Британский режиссер Грэм Вик поставил в Мариинском театре оперу Мусоргского «Борис Годунов» как злободневный горестный политический памфлет.
Тая детали, мистер Вик интриговал: мол, в стороне от актуальных российских событий его «Годунов» не остается. Но мы же знаем, как долог технологический процесс подготовки спектакля со сложными масштабными декорациями, потому можно с уверенностью сказать: многоопытный английский режиссер провидел эти события задолго до их начала.
Боюсь, за беспощадную наблюдательность Вика вместе с художником Стюартом Нанном нарекут современными де Кюстинами — их глаз точно подметил черты, по которым мы часто скользим, не видя.

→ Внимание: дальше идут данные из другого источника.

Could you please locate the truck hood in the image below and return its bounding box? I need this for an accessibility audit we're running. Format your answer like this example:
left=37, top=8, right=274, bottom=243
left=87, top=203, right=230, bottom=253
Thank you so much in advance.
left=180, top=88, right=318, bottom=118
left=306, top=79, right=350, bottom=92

Народ согнали просить Бориса на руководящую должность в типовой бетонный брежневский Дворец съездов: обшарпанный донельзя, с отвалившейся местами мраморной плиткой, выходом служит проем под лестницей, где навалены мешки с мусором и ломаная мебель. Герб СССР уже содрали, но еще не спрятали. Венчание на царство: срывают грязноватые драпировки, за ними — стоящий диагонально гигантский, во всю высь, иконостас с царскими вратами, под углом — золоченый борт театрального балкона. Келья Пимена — всего лишь стол на фоне этого иконостаса, только пространство сверху косой дугой отрезает черный занавес. Дальше декорация превращается в корчму на литовской границе: фрагменты иконостаса разъезжаются, открывая неоновую рекламу и двери стрип-бара, но остальные части алтарной преграды так и стоят. Это главный сценографический образ спектакля: в России всё происходит везде и одновременно. На него работают и многочисленные анахронизмы: челночницы с клетчатыми сумками — и мобильники, костюмы явно начала 1990-х — и ноутбуки у Пимена и маленького Феди Годунова и т. д. Хотя формально время все-таки движется: Дворец съездов к концу правления царя Бориса починили, водрузили орла о двух головах, балкон декорировали триколором — и теперь здесь Госдума. Уже, ввиду того что власть шатается, успевшая стать местом для дискуссий — под гербом красной краской намалевано: «Народ хочет перемен». Тетки в трауре являются с заготовленными венками, игнорируя годуновское «Я царь еще», и, едва дождавшись последнего хрипа, заваливают ими тело.
Подробно проработаны не только вещественные, но и психологические детали. Героям и хору придумана достоверная жизнь. Типажи, мизансцены, реакции узнаваемы. Спектакль — ни в коем случае не карикатура, но трезвая констатация без гнева и пристрастия. Это ведь мы свыклись с абсурдным сосуществованием имперской и советской символики, с причудливым гибридом КГБ и РПЦ, и нам не в диковину, когда ОМОН мочит население — а для чего он тогда вообще придуман? Вик же воспринимает наши реалии как нелепые, безумные, бесчеловечные — и дотошно их воспроизводит, пытаясь понять правду чужой души.
Как раз благодаря тому, что эта правда найдена, спектакль захватывает. В нем сложился цельный сильный ансамбль, поют все очень достойно и точны каждый в своем образе, от Евгения Акимова — Шуйского в политбюрошной шапке-пирожке до Андрея Попова — Юродивого, хиппаря во вьетнамках и с косяком. Евгений Никитин в заглавной партии феноменален: великолепный вокал, чеканное актерское мастерство и мощнейшая харизма. С первых же слов первого монолога «Скорбит душа» по спине поползли мурашки, и дальше это чувство не отпускало ни на секунду пребывания Никитина на сцене. Большой трагический артист!
Восхищения заслуживает и Валерий Гергиев, не только как дирижер, мастерски озвучивший партитуру первой редакции оперы Мусоргского со всей ее шероховатостью и варварским саспенсом, но прежде всего как художественный руководитель, позволивший этому умному и смелому спектаклю быть.